Jean-Laurent Casanova (The Rockefeller University)

Jean-Laurent Casanova (The Rockefeller University)

Butler Seminar Series

Event Date/Location

January 31, 2018 -
12:00 pm to 1:00 pm
Thomas Laboratory 003


  • Picture of Jean-Laurent Casanova

    Jean-Laurent Casanova, M.D., Ph.D.

    Investigator, Howard Hughes Medical Institute Head
    St. Giles Laboratory of Human Genetics of Infectious Diseases, Senior Attending Physician
    Rockefeller University
    Howard Hughes Medical Insitute

    Dr. Casanova received his M.D. from the University of Paris Descartes in 1987 and his Ph.D. in immunology from the University of Paris Pierre and Marie Curie in 1992. After completing a residency in pediatrics and a clinical fellowship in pediatric immunology-hematology, he was appointed a professor of pediatrics at the Necker Medical School in Paris. There, with Dr.

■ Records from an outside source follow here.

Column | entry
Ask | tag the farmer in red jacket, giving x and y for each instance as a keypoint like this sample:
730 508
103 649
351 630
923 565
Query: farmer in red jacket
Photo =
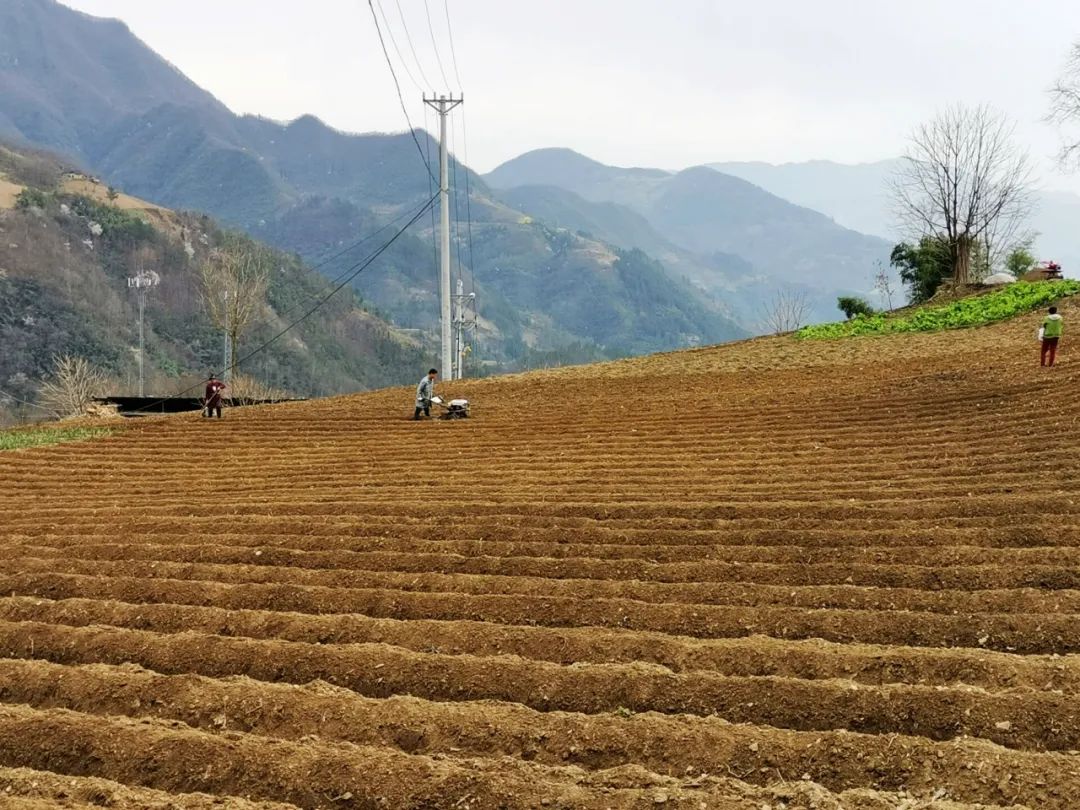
213 399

Abel, he cofounded and codirected the Laboratory of Human Genetics of Infectious Diseases in 1999. He was appointed professor at Rockefeller in 2008 and named a Howard Hughes Medical Institute investigator in 2014.

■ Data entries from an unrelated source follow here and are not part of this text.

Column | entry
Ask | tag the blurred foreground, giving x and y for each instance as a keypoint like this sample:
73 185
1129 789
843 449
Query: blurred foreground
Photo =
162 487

Toward a genetic theory of childhood infectious diseases

The hypothesis that inborn errors of immunity underlie infectious diseases is gaining experimental support. However, the apparent modes of inheritance of predisposition or resistance differ considerably between diseases and between studies. A coherent genetic architecture of infectious diseases is lacking. We suggest here that life-threatening infectious diseases in childhood, occurring in the course of primary infection, result mostly from individually rare but collectively diverse single-gene variations of variable clinical penetrance, whereas the genetic component of predisposition to secondary or reactivation infections in adults is more complex. This model is consistent with (i) the high incidence of most infectious diseases in early childhood, followed by a steady decline, (ii) theoretical modeling of the impact of monogenic or polygenic predisposition on the incidence distribution of infectious diseases before reproductive age, (iii) available molecular evidence from both monogenic and complex genetics of infectious diseases in children and adults, (iv) current knowledge of immunity to primary and secondary or latent infections, (v) the state of the art in the clinical genetics of non-infectious pediatric and adult diseases, and (vi) evolutionary data for the genes underlying single-gene and complex disease risk. With the recent advent of new-generation deep resequencing, this model of single-gene variations underlying severe pediatric infectious diseases is experimentally testable.


Free and open to the university community and the public.